The Minnesota Department of Employment and Economic Development (DEED) is the State of Minnesota’s principal economic development agency. Its mission includes supporting the economic success of individuals, businesses, and communities by improving opportunities for growth.

==History==
The Minnesota DEED was created in July 2003 by the merger of the Minnesota Department of Trade and Economic Development (DTED) and the Minnesota Department of Economic Security (MDES).

==Divisions==

===Business and Community Development===
The Business and Community Development (BCD) division provides financial and technical services to businesses, communities, and economic development professionals. The division promotes and assists in the expansion of exports and works with Minnesota-based companies that are interested in expansion. BCD also works with companies interested in relocating to Minnesota. Additionally, BCD helps Minnesota communities with financing infrastructure projects. Additionally, BCD helps Minnesota communities with financing infrastructure projects. DEED’s Small Business Innovation Research (SBIR) and Small Business Technology Transfer (STTR) support program provides guidance and proposal assistance to Minnesota startups.

===Workforce Development===
The Workforce Development Division works with local and statewide partners to provide training and support to unemployed and dislocated workers, and financial assistance for businesses seeking to upgrade the skills of their workforce. Additional services include state services for the blind, rehabilitation services, local labor exchange, and disability determination.
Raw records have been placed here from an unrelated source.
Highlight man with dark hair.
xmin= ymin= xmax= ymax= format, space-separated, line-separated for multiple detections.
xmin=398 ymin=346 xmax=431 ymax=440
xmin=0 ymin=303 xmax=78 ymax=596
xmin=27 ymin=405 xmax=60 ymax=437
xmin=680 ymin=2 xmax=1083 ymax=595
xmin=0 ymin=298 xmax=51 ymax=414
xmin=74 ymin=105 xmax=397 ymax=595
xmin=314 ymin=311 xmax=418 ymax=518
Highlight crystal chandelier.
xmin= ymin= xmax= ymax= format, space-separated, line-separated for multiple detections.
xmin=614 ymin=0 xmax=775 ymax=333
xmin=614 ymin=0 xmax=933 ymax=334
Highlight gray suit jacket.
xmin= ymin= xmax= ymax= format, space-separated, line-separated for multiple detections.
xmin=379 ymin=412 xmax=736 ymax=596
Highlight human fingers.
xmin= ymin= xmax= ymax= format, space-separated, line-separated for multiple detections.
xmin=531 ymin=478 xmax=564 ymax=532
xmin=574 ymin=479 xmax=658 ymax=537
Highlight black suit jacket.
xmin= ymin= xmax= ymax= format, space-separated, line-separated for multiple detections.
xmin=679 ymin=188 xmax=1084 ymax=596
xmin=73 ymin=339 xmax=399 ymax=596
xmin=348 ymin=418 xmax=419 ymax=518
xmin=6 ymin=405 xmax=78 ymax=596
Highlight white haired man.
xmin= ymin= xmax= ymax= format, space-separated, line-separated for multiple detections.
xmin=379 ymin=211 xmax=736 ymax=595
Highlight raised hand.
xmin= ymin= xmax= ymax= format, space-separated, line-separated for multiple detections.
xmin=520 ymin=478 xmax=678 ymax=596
Many of these services are provided at CareerForce locations throughout the state.

===Unemployment Insurance===
The unemployment insurance division provides a temporary partial wage replacement to Minnesota workers who become unemployed through no fault of their own. It is an economic stabilizer and stimulator during economic downturns and helps maintain an available skilled workforce.

===Communications, Analysis, and Research===
The Communications, Analysis and Research Division coordinates DEED’s information resources and provides centralized services in the areas of communications, marketing, publications, economic analysis, and labor market and other research. The division also implements the state branding program—Positively Minnesota—in partnership with business, industry, education, and governmental organizations.